Un apport indispensable au jeu lensois
Lens est une équipe qui sait où elle va et qui varie ses sorties de balle, grâce notamment à la qualité de sa triplette arrière (Gradit-Badé-Medina). Plutôt justes techniquement (88% de passes réussies pour Gradit et Medina, 82% pour Badé), les trois hommes sont alors capables de jouer long – on voit souvent l’un d’entre eux sortir balle au pied avant d’enclencher une transversale vers le piston opposé -, mais aussi de trouver l’un des deux attaquants entre les lignes lorsqu’ils décrochent.
Le 3-5-2 permet d’étirer le bloc adverse, et Lens utilise bien cette force grâce à des pistons formés pour le poste – et non des joueurs placés dans ce rôle par défaut. Une fois la sortie de balle assurée, le Racing réussit à enchaîner rapidement grâce à un Kakuta, fin techniquement et à une belle complémentarité devant. Sotoca (ou Banza) intervient en point de fixation, puisque grâce à son physique et à sa capacité à remporter des duels aériens (48 % en moyenne sur 9,81 tenté par match), il permet de casser la ligne défensive adverse et crée un décalage pour Kakuta et/ou l’attaque de soutien : Ganago ou Kalimuendo, en charge de prendre la profondeur dans l’espace libre.
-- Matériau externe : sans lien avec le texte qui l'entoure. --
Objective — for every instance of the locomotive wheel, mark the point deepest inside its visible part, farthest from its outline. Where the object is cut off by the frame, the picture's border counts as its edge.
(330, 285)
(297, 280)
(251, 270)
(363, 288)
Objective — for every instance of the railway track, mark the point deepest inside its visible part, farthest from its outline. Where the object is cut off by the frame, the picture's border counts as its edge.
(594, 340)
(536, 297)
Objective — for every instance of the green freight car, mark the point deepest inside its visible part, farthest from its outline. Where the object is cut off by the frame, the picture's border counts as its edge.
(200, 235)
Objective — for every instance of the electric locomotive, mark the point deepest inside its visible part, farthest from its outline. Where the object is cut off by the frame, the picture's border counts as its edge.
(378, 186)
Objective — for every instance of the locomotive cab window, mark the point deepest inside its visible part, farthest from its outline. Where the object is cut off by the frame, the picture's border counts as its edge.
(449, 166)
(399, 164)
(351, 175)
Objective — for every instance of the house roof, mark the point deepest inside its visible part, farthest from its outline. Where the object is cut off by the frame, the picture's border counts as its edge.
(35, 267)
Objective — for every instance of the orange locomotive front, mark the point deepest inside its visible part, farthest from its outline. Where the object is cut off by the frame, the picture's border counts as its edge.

C’est en ce sens que les qualités de Kalimuendo sont primordiales. Sa grosse pointe de vitesse lui permet d’être très dangereux par ses appels en profondeur. C’est ainsi qu’il a égalisé contre Angers, à la réception d’un caviar de Gaël Kakuta, le néo-international Espoirs n’a pas tergiversé. Un pied droit solide, une demi-volée franche. Puissant et véloce, il se révèle aussi très utile dans son jeu dos au but, en appui, avec une remarquable conservation de balle.
Très intéressant dans son jeu sans ballon, Kalimuendo sait aussi se montrer efficace lorsqu’il l’a entre les pieds. Ainsi, l’attaquant lensois est tout à fait à l’aise lorsqu’il doit s’associer avec ses partenaires et fait preuve d’une certaine habilité technique en combinant en passe courte pour créer un déséquilibre dans les petits espaces (recherché à 265 reprises par ses coéquipiers). Il n’hésite d’ailleurs pas à s’insérer entre les lignes sur les attaques placées pour faire remonter le bloc (82 ballons touchés en zone médiane et 88 en zone offensive sur 165 au total). Il est d’ailleurs intéressant de noter qu’il fait souvent les bons choix en contre-attaque (592 mètres parcourus avec le ballon vers le but adverse pour 918 au total), signe d’une bonne vision du jeu. Enfin, sa vélocité et son accélération sur les premiers mètres en font un joueur dur à défendre et capable de grosses différences une fois lancé (comme contre Brest où il obtient un pénalty).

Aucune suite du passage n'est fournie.